GNN-Suite: a Graph Neural Network Benchmarking Framework for Biomedical Informatics
Journal:
arXiv
Published Date:
May 15, 2025
Abstract
We present GNN-Suite, a robust modular framework for constructing and
benchmarking Graph Neural Network (GNN) architectures in computational biology.
GNN-Suite standardises experimentation and reproducibility using the Nextflow
workflow to evaluate GNN performance. We demonstrate its utility in identifying
cancer-driver genes by constructing molecular networks from protein-protein
interaction (PPI) data from STRING and BioGRID and annotating nodes with
features from the PCAWG, PID, and COSMIC-CGC repositories.
Our design enables fair comparisons among diverse GNN architectures including
GAT, GAT3H, GCN, GCN2, GIN, GTN, HGCN, PHGCN, and GraphSAGE and a baseline
Logistic Regression (LR) model. All GNNs were configured as standardised
two-layer models and trained with uniform hyperparameters (dropout = 0.2; Adam
optimiser with learning rate = 0.01; and an adjusted binary cross-entropy loss
to address class imbalance) over an 80/20 train-test split for 300 epochs.
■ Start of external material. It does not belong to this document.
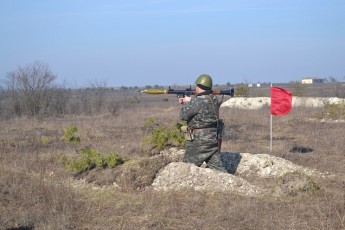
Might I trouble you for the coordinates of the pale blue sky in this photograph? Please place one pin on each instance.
(167, 42)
Each
model was evaluated over 10 independent runs with different random seeds to
yield statistically robust performance metrics, with balanced accuracy (BACC)
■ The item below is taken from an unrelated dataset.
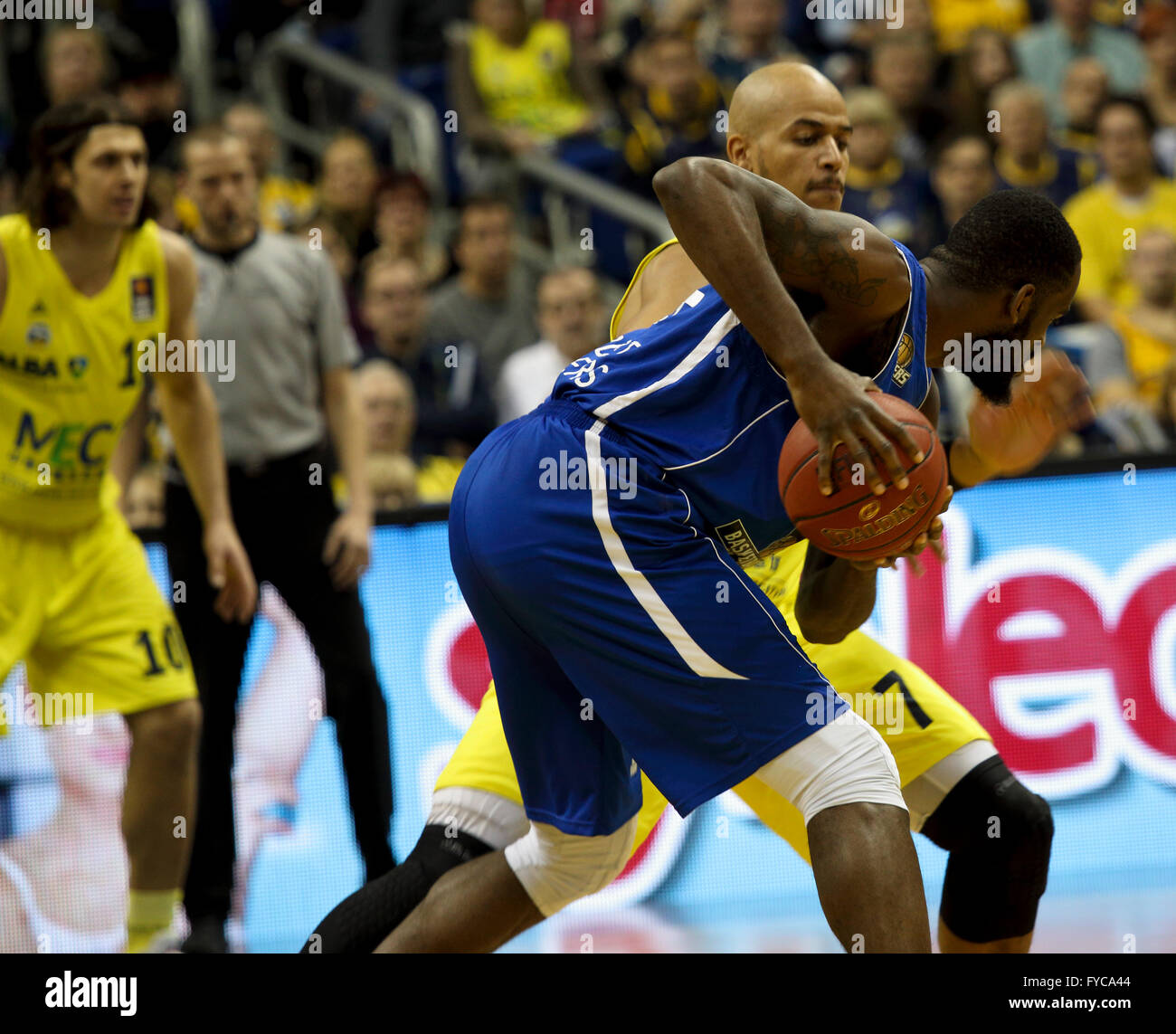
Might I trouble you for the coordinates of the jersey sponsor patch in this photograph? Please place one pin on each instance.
(739, 544)
(902, 361)
(142, 299)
as the primary measure. Notably, GCN2 achieved the highest BACC (0.807 +/-
0.035) on a STRING-based network, although all GNN types outperformed the LR
baseline, highlighting the advantage of network-based learning over
feature-only approaches.
Our results show that a common framework for implementing and evaluating GNN
architectures aids in identifying not only the best model but also the most
effective means of incorporating complementary data. By making GNN-Suite
publicly available, we aim to foster reproducible research and promote improved
benchmarking standards in computational biology. Future work will explore
additional omics datasets and further refine network architectures to enhance
predictive accuracy and interpretability in biomedical applications.